It depends on the type of student loan. A student loan backed by the federal government is automatically cancelled and the debt is discharged if a spouse dies or is permanently disabled. These types of loans include the four components of the Federal Family Education Loan (FFEL) program: Stafford Loans, Unsubsidized Stafford Loans, Federal PLUS Loans, and Federal Consolidation Loans. Federal Perkins Loans are also forgiven at death or permanent disability.
Whether or not private student loans are forgiven at a person’s death depends on the lender. Some lenders do forgive the loan, while others do not. It’s always a good idea to check with private lenders to find out what each one’s policy is. If a private loan is not forgiven at a person’s death, the lender may try to collect the outstanding debt from the borrower’s estate.

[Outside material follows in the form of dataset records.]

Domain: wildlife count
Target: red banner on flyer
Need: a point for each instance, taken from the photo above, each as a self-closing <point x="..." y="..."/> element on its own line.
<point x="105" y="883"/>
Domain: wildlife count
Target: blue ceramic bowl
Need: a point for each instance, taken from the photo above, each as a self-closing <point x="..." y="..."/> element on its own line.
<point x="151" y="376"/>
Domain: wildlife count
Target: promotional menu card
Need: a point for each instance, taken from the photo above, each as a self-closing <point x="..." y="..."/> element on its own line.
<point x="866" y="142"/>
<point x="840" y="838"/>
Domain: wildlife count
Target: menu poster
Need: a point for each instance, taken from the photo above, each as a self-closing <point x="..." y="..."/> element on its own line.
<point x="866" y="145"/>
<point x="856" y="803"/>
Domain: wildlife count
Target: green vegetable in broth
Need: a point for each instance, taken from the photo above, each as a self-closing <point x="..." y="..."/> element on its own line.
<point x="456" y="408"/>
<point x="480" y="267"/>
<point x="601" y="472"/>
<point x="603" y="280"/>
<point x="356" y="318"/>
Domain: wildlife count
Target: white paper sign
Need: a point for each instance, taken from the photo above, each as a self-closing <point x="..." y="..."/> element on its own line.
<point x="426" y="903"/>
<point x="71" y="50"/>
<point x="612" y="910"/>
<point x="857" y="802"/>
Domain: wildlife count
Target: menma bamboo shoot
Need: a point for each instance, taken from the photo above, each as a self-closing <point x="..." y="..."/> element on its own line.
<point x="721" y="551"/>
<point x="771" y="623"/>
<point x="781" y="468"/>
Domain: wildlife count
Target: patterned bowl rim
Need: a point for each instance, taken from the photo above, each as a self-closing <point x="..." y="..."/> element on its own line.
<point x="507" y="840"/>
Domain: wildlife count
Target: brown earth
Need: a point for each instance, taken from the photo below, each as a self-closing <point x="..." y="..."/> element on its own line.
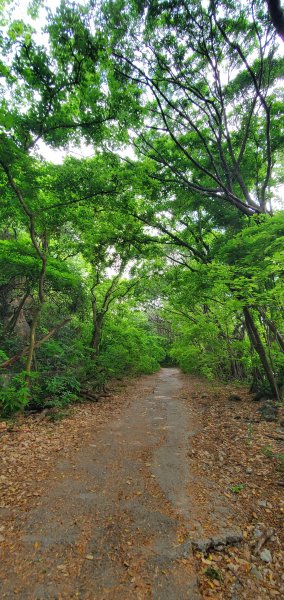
<point x="143" y="495"/>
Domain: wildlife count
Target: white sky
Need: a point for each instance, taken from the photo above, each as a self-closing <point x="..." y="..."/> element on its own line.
<point x="18" y="10"/>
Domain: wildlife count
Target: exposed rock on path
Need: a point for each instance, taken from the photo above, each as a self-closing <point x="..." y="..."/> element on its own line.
<point x="119" y="516"/>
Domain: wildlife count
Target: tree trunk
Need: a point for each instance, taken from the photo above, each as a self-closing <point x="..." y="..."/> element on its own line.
<point x="97" y="332"/>
<point x="273" y="328"/>
<point x="258" y="346"/>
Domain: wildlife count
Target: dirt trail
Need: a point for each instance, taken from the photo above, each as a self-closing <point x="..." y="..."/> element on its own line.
<point x="115" y="519"/>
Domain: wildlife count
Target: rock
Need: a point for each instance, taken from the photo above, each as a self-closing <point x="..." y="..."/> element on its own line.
<point x="265" y="555"/>
<point x="257" y="533"/>
<point x="256" y="573"/>
<point x="262" y="503"/>
<point x="234" y="398"/>
<point x="269" y="412"/>
<point x="227" y="538"/>
<point x="260" y="396"/>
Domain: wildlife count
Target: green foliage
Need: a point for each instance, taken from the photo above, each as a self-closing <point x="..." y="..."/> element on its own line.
<point x="119" y="262"/>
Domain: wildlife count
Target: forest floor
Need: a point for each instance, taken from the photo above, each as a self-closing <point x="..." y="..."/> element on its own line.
<point x="166" y="490"/>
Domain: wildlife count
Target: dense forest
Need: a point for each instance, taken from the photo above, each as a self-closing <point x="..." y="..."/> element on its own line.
<point x="156" y="236"/>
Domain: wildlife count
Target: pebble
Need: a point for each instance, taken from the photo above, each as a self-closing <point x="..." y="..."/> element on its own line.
<point x="266" y="556"/>
<point x="256" y="573"/>
<point x="257" y="533"/>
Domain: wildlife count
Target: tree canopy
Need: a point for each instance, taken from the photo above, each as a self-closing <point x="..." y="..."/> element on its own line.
<point x="164" y="245"/>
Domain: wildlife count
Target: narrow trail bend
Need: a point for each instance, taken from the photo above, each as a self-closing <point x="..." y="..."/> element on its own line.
<point x="115" y="519"/>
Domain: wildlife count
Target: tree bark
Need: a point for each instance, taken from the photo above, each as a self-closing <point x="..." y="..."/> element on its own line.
<point x="276" y="12"/>
<point x="258" y="346"/>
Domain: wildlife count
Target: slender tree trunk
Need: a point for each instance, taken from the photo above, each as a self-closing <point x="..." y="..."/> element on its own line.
<point x="32" y="342"/>
<point x="97" y="332"/>
<point x="279" y="338"/>
<point x="258" y="346"/>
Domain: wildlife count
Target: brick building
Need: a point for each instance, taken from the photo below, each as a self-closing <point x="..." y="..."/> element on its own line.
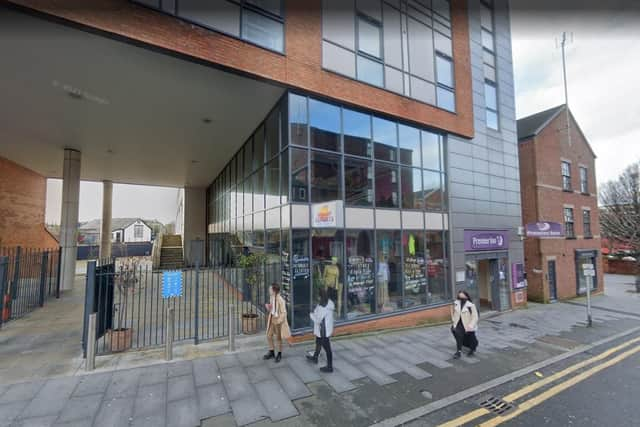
<point x="558" y="185"/>
<point x="368" y="146"/>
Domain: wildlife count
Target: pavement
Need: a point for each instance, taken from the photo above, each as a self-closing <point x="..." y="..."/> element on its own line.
<point x="379" y="377"/>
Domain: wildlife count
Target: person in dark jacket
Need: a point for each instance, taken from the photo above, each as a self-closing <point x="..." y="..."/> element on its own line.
<point x="322" y="318"/>
<point x="464" y="324"/>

Even if a private education loan is not forgiven at a spouse’s death, a surviving spouse who is not listed as a co-signer or joint account holder will not be responsible for a deceased spouse’s outstanding private loans, unless they reside in a so-called “community property” state, such as: Arizona, California, Idaho, Louisiana, Nevada, New Mexico, Texas, Washington and Wisconsin (Alaska allows couples to opt into a community property agreement). To complicate this even more, however, many community property states offer exceptions to education loans so that the surviving spouse is not liable for the debt.